Общение с Евлаховым не прекратилось: конфликтной ситуации удалось избежать. Орест Александрович даже обещал похлопотать об устройстве Гаврилина на работу в консерваторию, правда, так и не добился на этом пути успеха. Но важно другое: преподаватель по специальности, отношения с которым порою складывались не просто трудно, но в высшей степени драматично, в результате признал и ярко индивидуальный стиль Гаврилина, и его полную самостоятельность в искусстве. Так, в одном из ответных посланий на письма Валерия Александровича он отмечал: «Очень приятно было читать о Вашей принципиальной позиции в вопросах искусства.

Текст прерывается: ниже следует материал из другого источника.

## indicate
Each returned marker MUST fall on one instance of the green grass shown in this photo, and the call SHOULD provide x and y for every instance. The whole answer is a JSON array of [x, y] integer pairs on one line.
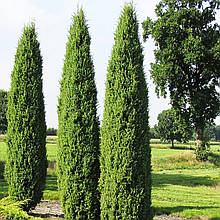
[[181, 185], [188, 193]]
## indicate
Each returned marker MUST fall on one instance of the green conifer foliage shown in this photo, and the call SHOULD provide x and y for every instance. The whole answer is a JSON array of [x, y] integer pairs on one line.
[[125, 181], [78, 132], [26, 135]]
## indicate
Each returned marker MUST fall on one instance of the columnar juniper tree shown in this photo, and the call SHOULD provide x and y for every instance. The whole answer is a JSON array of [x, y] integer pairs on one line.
[[26, 135], [125, 181], [187, 60], [3, 110], [78, 132]]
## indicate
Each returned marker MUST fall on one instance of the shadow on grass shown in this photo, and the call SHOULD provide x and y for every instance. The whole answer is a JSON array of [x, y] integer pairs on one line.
[[176, 209], [50, 216], [51, 183], [214, 158], [159, 180]]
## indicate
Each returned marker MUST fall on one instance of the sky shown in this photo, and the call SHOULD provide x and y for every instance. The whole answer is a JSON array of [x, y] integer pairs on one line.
[[53, 19]]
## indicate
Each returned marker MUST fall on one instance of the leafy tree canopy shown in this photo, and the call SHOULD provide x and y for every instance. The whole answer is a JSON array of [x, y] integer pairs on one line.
[[187, 59], [170, 127]]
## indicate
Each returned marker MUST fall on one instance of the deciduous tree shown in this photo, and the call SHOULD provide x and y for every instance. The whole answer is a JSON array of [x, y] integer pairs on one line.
[[187, 60], [170, 127]]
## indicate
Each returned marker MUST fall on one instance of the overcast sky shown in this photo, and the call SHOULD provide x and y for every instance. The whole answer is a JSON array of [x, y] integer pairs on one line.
[[53, 19]]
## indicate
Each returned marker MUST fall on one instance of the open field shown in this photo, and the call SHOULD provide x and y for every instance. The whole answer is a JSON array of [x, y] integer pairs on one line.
[[181, 185]]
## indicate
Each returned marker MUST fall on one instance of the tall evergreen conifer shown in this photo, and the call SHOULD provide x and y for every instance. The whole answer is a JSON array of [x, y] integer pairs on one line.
[[78, 132], [125, 181], [26, 135]]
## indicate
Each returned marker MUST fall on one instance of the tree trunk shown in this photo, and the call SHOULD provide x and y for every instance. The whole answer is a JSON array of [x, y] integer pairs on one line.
[[201, 153]]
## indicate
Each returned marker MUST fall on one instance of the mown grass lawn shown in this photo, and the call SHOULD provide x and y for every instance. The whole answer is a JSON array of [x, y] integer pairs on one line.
[[181, 185]]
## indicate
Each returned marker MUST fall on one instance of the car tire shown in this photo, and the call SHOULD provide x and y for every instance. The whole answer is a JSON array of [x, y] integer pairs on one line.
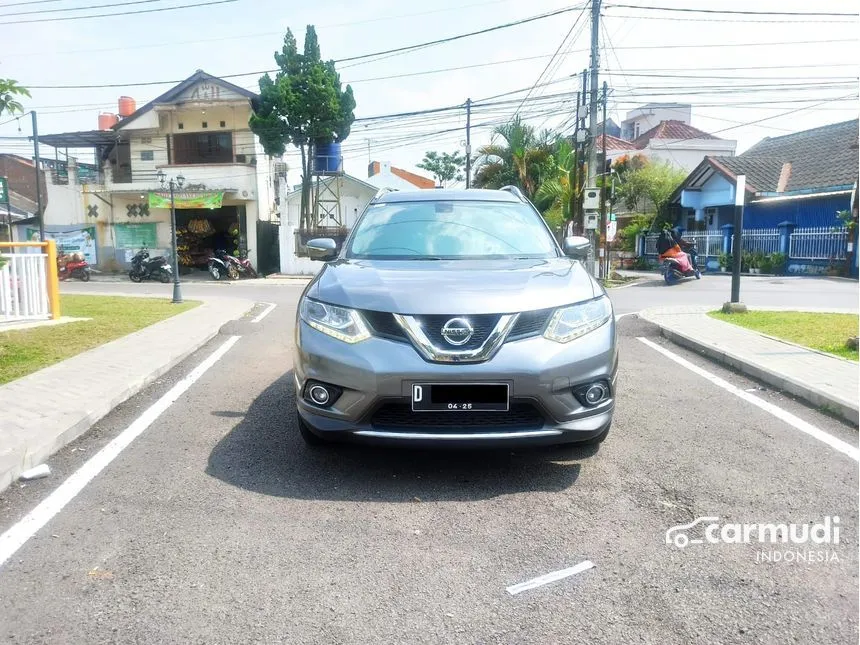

Я верю в Вашу убеждённость и желаю Вам самых больших успехов в творчестве!» [21, 89].

И успехи, конечно, были — причём не только в творчестве, но и в педагогике, и в науке. Гаврилин продолжал преподавать в училище и занимался расшифровкой фонограмм в фольклорном кабинете: работал там лаборантом весь 1966 год.

Наталия Евгеньевна преподавала историю в школе, часть денег они с супругом ежемесячно высылали сыну в Сланцы. «Всё как будто было хорошо, но что-то в наших отношениях стало разлаживаться. Валерий первый почувствовал это и однажды поздним вечером решительно сказал: «Завтра же поедешь в Сланцы и заберёшь Андрея». — «А как же мы устроим его в детский сад?» — «Я сам буду его устраивать».

И устроил: ходил в Союз композиторов за ходатайством, потом и к директору Малого оперного театра Б. И. Загурскому, чтобы Андрея приняли в детский сад Малого оперного театра» [21, 90].

1966 год принёс великие перемены: благодаря стараниям Н. Л. Котиковой Гаврилины наконец получили своё жильё. Валерий Александрович отправил супруге, отдыхавшей вместе с сыном в деревне Переволок, срочную телеграмму: «Выезжай немедленно, получен ордер на квартиру» [21, 91]. И Наталия Евгеньевна, прихватив полное ведро брусники, помчалась в Ленинград — организовывать долгожданный переезд.

вернуться

109

Потом друзья рассказывали им, что «река вышла из берегов, паром не ходил, и они оказались на «осадном положении»; их с трудом перевезли на лодке через бурлящую реку» [21, 88].